Controlled depolymerization of cellulose by light-driven lytic polysaccharide oxygenases

• Published in: Nature communications Vol. 11; no. 1; pp. 890 - 12
• Main Authors: Bissaro, Bastien, Kommedal, Eirik, Røhr, Åsmund K., Eijsink, Vincent G. H.
• Format: Journal Article
• Language: English
• Published: London Nature Publishing Group UK 14.02.2020; Nature Publishing Group; Nature Portfolio
• Subjects: 631/45/603; 639/638/92/173; 82/16; 82/80; 82/83; Biocatalysis; Biotechnology; Cellulose - chemistry; Cellulose - metabolism; Enzyme Stability; Fungal Proteins - chemistry; Fungal Proteins - genetics; Fungal Proteins - metabolism; Humanities and Social Sciences; Hydrogen Peroxide - metabolism; Kinetics; Life Sciences; Light; multidisciplinary; Oxygenases - chemistry; Oxygenases - genetics; Oxygenases - metabolism; Polymerization - radiation effects; Science; Science (multidisciplinary); Streptomyces coelicolor - chemistry; Streptomyces coelicolor - enzymology; Streptomyces coelicolor - genetics; Streptomyces coelicolor - radiation effects; biomasse; oxygénase; enzyme cellulolytique; depolymerization; luminous intensity; intensité lumineuse; streptomyces; analyse de flux; pigment photosynthétique; dépolymérisation; photosynthetic pigment
• ISSN: 2041-1723; 2041-1723
• DOI: 10.1038/s41467-020-14744-9

Lytic polysaccharide (mono)oxygenases (LPMOs) perform oxidative cleavage of polysaccharides, and are key enzymes in biomass processing and the global carbon cycle.
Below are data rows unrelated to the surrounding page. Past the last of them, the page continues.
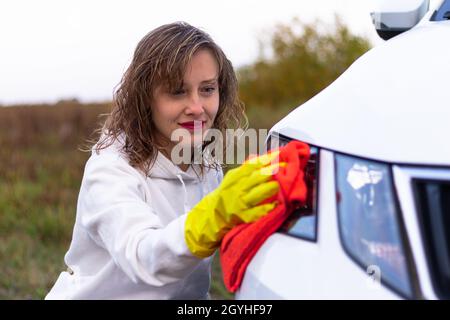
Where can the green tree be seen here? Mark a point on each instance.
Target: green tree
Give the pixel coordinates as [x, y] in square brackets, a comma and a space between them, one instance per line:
[302, 63]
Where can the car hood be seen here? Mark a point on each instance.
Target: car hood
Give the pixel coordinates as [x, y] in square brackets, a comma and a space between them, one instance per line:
[392, 104]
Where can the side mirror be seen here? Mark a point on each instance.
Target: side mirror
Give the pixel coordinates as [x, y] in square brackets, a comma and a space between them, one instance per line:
[392, 17]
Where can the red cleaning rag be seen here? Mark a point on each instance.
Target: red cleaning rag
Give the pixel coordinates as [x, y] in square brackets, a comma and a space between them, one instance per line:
[242, 242]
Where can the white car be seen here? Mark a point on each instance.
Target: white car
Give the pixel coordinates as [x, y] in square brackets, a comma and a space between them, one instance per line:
[377, 223]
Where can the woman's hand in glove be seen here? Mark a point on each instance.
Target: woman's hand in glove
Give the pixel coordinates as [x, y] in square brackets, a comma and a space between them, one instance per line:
[235, 201]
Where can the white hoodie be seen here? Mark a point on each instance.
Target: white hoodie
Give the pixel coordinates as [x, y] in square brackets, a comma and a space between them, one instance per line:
[128, 240]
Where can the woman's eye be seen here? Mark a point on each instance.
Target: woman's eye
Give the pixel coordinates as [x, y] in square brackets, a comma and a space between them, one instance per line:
[178, 92]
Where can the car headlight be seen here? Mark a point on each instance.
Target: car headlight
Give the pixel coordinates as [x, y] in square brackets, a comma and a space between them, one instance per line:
[302, 223]
[369, 220]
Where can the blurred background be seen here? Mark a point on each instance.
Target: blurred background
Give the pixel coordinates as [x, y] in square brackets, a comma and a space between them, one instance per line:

It has been shown that LPMO reactions may be driven by light, using photosynthetic pigments or photocatalysts, but the mechanism behind this highly attractive catalytic route remains unknown. Here, prompted by the discovery that LPMOs catalyze a peroxygenase reaction more efficiently than a monooxygenase reaction, we revisit these light-driven systems, using an LPMO from Streptomyces coelicolor ( Sc AA10C) as model cellulolytic enzyme. By using coupled enzymatic assays, we show that H 2 O 2 is produced and necessary for efficient light-driven activity of Sc AA10C. Importantly, this activity is achieved without addition of reducing agents and proportional to the light intensity. Overall, the results highlight the importance of controlling fluxes of reactive oxygen species in LPMO reactions and demonstrate the feasibility of light-driven, tunable enzymatic peroxygenation to degrade recalcitrant polysaccharides. Lytic polysaccharide (mono)oxygenases (LPMOs) perform oxidative cleavage of polysaccharides. Here, the authors showed that the light-driven activity of LPMOs is dependent on hydrogen peroxide availability and can be controlled via the light intensity provided.